Para os moradores antigos de Goiana, a vida mudou nas últimas décadas, mas ninguém quer deixar de viver entre aquelas ruas assimétricas que envolvem as igrejas que remontam ao século 17, segundo o superintendente do Instituto do Patrimônio Histórico e Artístico Nacional (Iphan) em Pernambuco, Frederico Faria Neves. Naquela época, a economia se apoiava nos engenhos de cana-de-açúcar. O Rio Goiana trazia a produção até o centro do município, então movimentado entreposto de mercadorias destinadas ao litoral. A religiosidade do povo e dos donos de engenho ergueu os templos católicos monumentais – mas respeitando as diferenças sociais da época.
“Tem a Igreja do Rosário dos Brancos, a matriz, aonde os senhores iam à missa. E tem a Igreja do Rosário dos Pretos, para os escravos e seus descendentes, mesmo que libertos, pois brancos e negros não se misturavam nem para rezar”, comenta Tiago Cordeiro de Albertim, funcionário da prefeitura. “A Igreja dos Pretos tem arquitetura e ornamentos mais ricos porque os escravos capricharam na que fizeram para si mesmos.”

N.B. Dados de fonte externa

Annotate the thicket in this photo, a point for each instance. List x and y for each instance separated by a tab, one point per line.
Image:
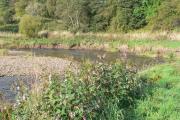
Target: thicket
30	25
96	92
95	15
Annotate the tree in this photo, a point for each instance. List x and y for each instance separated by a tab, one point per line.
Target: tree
20	7
30	25
74	14
6	11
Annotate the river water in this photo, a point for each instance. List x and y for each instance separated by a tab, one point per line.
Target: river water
7	82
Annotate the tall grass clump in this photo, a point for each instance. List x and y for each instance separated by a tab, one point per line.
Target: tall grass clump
96	92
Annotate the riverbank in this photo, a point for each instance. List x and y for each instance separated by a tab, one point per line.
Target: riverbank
142	46
19	65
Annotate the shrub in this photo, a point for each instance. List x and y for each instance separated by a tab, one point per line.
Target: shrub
9	28
30	25
97	92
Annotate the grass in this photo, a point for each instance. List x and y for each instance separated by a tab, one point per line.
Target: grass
164	102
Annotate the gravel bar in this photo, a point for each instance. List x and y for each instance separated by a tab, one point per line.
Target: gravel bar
18	65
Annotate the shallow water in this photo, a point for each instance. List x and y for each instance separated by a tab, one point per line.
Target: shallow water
139	62
92	55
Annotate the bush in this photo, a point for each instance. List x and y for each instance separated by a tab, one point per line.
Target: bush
9	28
167	17
97	92
30	25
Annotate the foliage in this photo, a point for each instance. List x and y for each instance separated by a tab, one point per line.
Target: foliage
97	92
96	16
163	103
9	28
167	17
30	25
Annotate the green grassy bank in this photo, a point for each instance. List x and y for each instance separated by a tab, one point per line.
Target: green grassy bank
164	101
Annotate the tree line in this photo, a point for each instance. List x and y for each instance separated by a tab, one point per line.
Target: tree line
94	15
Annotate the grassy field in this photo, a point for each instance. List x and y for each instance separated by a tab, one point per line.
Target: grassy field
152	96
142	45
164	101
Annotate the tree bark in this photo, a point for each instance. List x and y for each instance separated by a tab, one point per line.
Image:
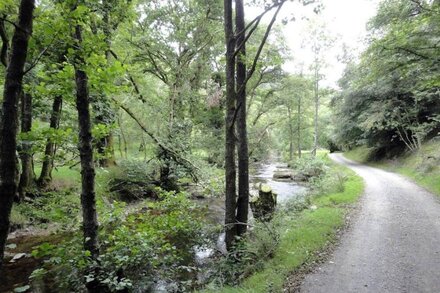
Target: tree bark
104	145
26	177
230	171
88	201
243	152
316	131
12	88
49	152
299	127
289	113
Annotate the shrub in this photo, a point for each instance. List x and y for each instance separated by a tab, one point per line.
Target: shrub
136	249
309	167
133	180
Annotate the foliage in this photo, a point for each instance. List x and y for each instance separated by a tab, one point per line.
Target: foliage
302	235
133	180
60	206
390	100
421	166
154	243
311	168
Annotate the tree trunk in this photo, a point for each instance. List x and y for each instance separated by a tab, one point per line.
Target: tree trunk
316	134
289	112
106	115
49	152
230	171
243	152
26	177
88	201
299	127
12	88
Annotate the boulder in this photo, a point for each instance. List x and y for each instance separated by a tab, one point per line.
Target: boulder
282	174
263	204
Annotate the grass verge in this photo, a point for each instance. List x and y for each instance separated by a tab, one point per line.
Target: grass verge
304	234
422	166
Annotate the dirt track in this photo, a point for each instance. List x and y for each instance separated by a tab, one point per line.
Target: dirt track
393	244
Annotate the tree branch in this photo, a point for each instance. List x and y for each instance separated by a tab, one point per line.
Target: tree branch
5	44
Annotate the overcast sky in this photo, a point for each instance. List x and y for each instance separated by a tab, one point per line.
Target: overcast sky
345	21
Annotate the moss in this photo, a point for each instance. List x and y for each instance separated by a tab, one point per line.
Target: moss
422	166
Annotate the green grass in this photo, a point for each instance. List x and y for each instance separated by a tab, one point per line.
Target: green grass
422	166
303	236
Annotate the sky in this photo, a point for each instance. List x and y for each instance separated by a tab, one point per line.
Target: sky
345	21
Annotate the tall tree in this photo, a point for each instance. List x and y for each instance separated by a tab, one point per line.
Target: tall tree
237	77
49	152
9	119
242	149
26	177
230	171
88	198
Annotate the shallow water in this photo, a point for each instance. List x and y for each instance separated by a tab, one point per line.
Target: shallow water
263	173
285	189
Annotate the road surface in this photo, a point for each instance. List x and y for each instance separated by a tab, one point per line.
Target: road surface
393	244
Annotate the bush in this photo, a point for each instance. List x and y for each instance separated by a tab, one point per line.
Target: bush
309	167
49	207
156	243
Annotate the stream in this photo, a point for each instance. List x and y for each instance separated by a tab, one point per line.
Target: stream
286	189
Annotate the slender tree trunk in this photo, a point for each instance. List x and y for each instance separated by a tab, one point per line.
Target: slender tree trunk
9	123
49	152
299	127
88	200
230	171
26	177
243	152
104	145
316	133
289	112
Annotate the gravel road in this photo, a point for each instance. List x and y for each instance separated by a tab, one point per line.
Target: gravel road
393	244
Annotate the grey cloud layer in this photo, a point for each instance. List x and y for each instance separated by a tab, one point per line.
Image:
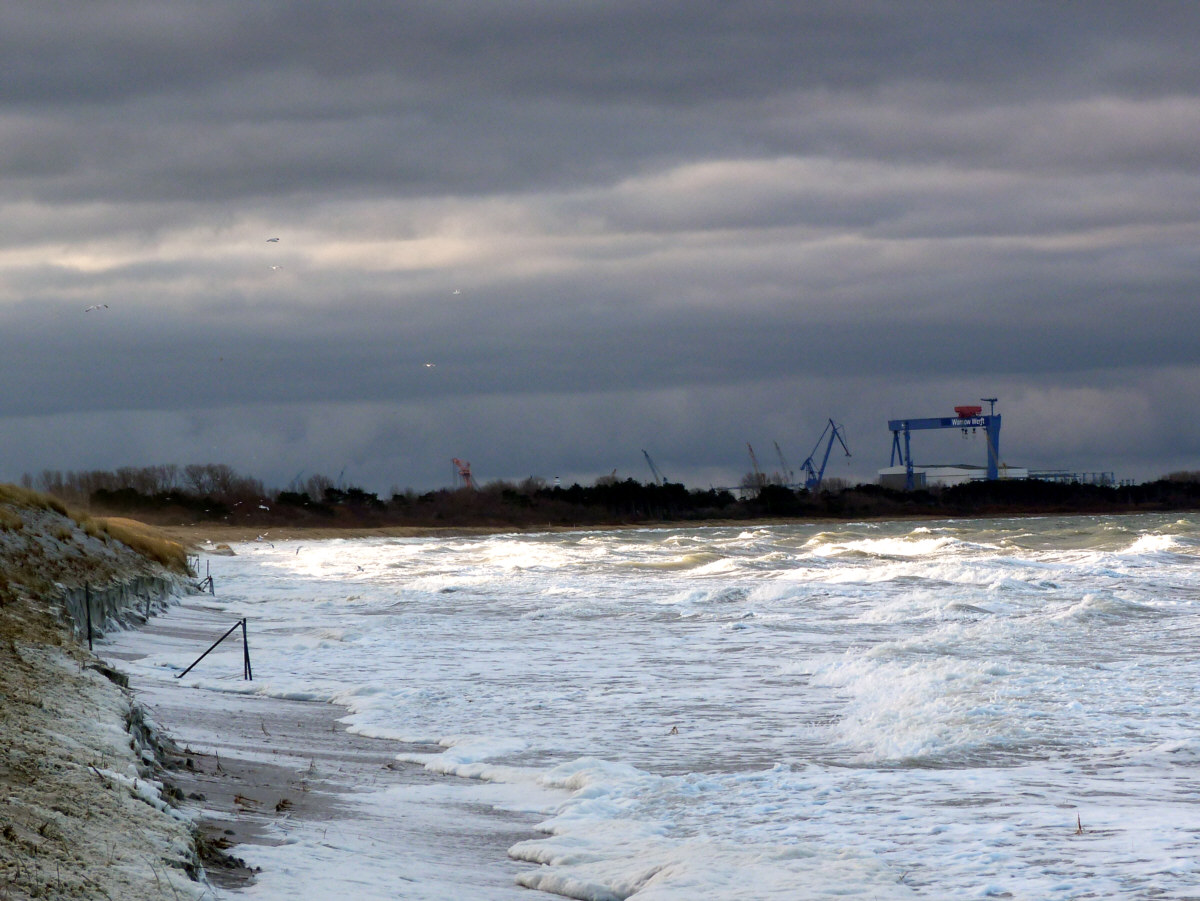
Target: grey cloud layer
684	205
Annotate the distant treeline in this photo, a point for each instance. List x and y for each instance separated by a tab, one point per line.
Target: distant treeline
216	493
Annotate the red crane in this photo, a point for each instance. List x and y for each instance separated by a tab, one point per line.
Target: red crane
463	473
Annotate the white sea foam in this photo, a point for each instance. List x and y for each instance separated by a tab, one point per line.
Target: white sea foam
868	710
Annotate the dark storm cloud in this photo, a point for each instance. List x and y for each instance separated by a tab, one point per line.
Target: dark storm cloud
729	220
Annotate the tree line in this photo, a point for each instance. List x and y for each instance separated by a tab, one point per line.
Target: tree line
217	493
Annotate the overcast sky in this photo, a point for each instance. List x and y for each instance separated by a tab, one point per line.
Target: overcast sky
543	235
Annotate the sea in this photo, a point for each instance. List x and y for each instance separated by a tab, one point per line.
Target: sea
912	709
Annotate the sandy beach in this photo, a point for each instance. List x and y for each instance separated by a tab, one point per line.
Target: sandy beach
257	773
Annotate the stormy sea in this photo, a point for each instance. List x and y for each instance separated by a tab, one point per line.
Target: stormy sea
985	708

Em estado de decadência, a Igreja de Santa Teresa, da Ordem Terceira
do Carmo, é uma das oito locais tombadas em 1938
A família de Tiago vive em Goiana, há pelo menos cinco gerações. Um bisavô, Severino Bandeira, era coletor federal (hoje corresponderia a um fiscal da Fazenda) e foi transferido para lá. Nunca mais saiu e todos vivem perto de dona Sleyde, em outra rua que guarda a mesma arquitetura de casas grudadas umas nas outras. Só que a fachada é mais larga. Além das casas de Tiago e de dona Sleyde, há bangalôs, antes destinados a funcionários graduados da Fiteg e diferenciados pelo pequeno jardim na frente e art déco na fachada.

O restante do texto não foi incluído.